A new weapon that uses satellites and artificial intelligence to hit targets with extreme precision poses some scary implications for warfare … if it exists
One of Iran’s top scientists was killed in a hail of bullets that miraculously missed his wife sitting in the car next to him last month, and now a high-ranking member of the country’s agency in charge of national security has made some scary claims about the weapon that may have killed him.
Despite initial reports of an ambush sparked by an exploding vehicle on a road outside of Tehran where Iran’s top nuclear scientist Mohsen Fakhrizadeh was shot dead with a degree of precision that pointed to Israel’s feared Mossad spy agency on November 27, the second highest ranking commander in Iran’s Revolutionary Guard has presented a differing theory of the attack, albeit one they say still points to Israel.
Israel has not confirmed or denied responsibility for the scientist’s death.
According to the BBC, citing Iranian media, Revolutionary Guard Brigadier-General Ali Fadavi said a machine gun “equipped with an intelligent satellite system … using artificial intelligence” fired 13 bullets into Professor Fakhrizadeh’s car.
General Fadavi made the comments at the funeral ceremony for Prof Fakhrizadeh, who himself was also a brigadier-general in the Revolutionary Guard.
The claims of such a weapon are worrying, although unverified.
One electronic warfare analyst told the BBC the claims should be taken with “a healthy pinch of salt”, describing the weapon’s description as a collection of “cool buzzwords”.
Israel’s education Minister Yoav Galant, who is also a member of the country’s security cabinet, said he was “not aware” of any such weapon existing, before accusing Iran’s security agencies of an attempted cover up.
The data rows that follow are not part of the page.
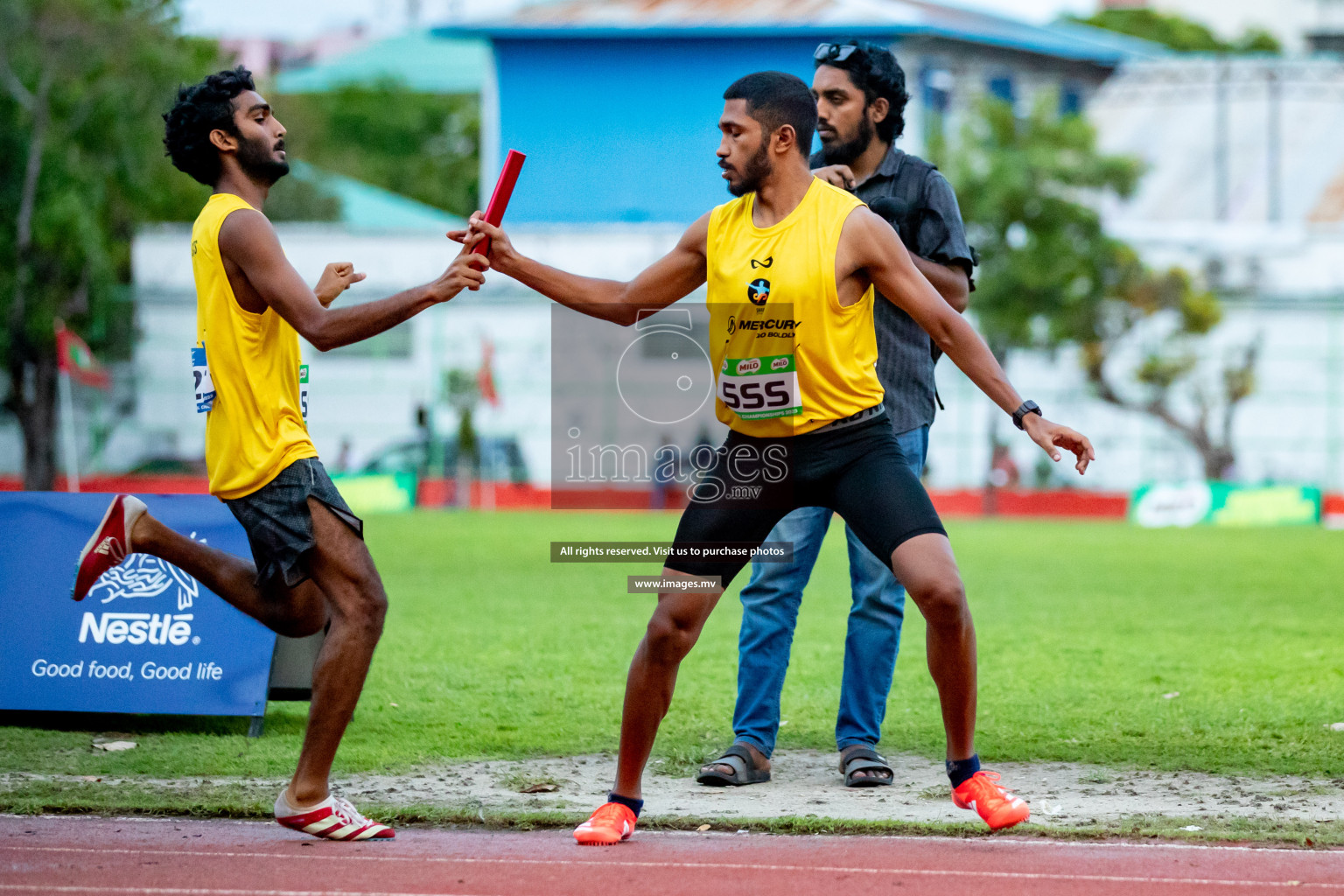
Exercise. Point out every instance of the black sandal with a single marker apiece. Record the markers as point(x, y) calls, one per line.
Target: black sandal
point(864, 760)
point(744, 770)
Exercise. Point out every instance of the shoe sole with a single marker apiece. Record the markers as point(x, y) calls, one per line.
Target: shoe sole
point(93, 542)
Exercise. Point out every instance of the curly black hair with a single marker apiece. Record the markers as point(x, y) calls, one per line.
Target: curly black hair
point(875, 72)
point(200, 109)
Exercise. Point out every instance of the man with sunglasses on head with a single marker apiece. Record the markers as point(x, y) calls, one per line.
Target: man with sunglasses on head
point(860, 93)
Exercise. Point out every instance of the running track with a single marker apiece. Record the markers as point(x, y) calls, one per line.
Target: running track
point(186, 858)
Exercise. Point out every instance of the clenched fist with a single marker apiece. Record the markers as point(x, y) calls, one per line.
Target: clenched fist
point(336, 278)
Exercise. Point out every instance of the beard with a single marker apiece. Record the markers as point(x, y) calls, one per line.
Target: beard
point(752, 173)
point(258, 161)
point(844, 153)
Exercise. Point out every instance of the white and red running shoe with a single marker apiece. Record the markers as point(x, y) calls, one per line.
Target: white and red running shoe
point(332, 818)
point(110, 543)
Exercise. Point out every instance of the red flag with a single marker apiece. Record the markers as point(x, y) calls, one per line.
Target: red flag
point(75, 358)
point(486, 376)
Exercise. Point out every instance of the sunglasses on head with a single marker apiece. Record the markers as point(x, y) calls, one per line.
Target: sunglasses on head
point(834, 52)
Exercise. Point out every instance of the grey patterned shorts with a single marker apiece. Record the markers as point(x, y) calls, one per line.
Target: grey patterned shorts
point(280, 526)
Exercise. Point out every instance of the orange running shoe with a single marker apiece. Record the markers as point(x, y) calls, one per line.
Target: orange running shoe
point(996, 805)
point(611, 823)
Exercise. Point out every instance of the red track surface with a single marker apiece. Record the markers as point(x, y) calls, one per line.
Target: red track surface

“What I see is a great deal of embarrassment on the Iranian side,” Mr Galant told the Israeli defence force’s radio network according to Reuters.
“It would appear that those who were responsible for his security are now coming up with reasons for not having fulfilled that mission.”
Prof Fakhrizadeh is not the only high ranking Iranian official killed this year.
In January, Qassem Soleimani, the head of the specialist Quds Force, which the US considers a “foreign terrorist organisation” along with the Revolutionary Guard it sits within, was killed in Iraq by a US drone strike.
Iran retaliated by firing missiles at US military assets in neighbouring Iraq.
There was some fear at the start of 2020 the situation could escalate and potentially even lead to a third world war, before those concerns were quickly overtaken by the rest of the year and the coronavirus pandemic that has devastated both Iran and the US.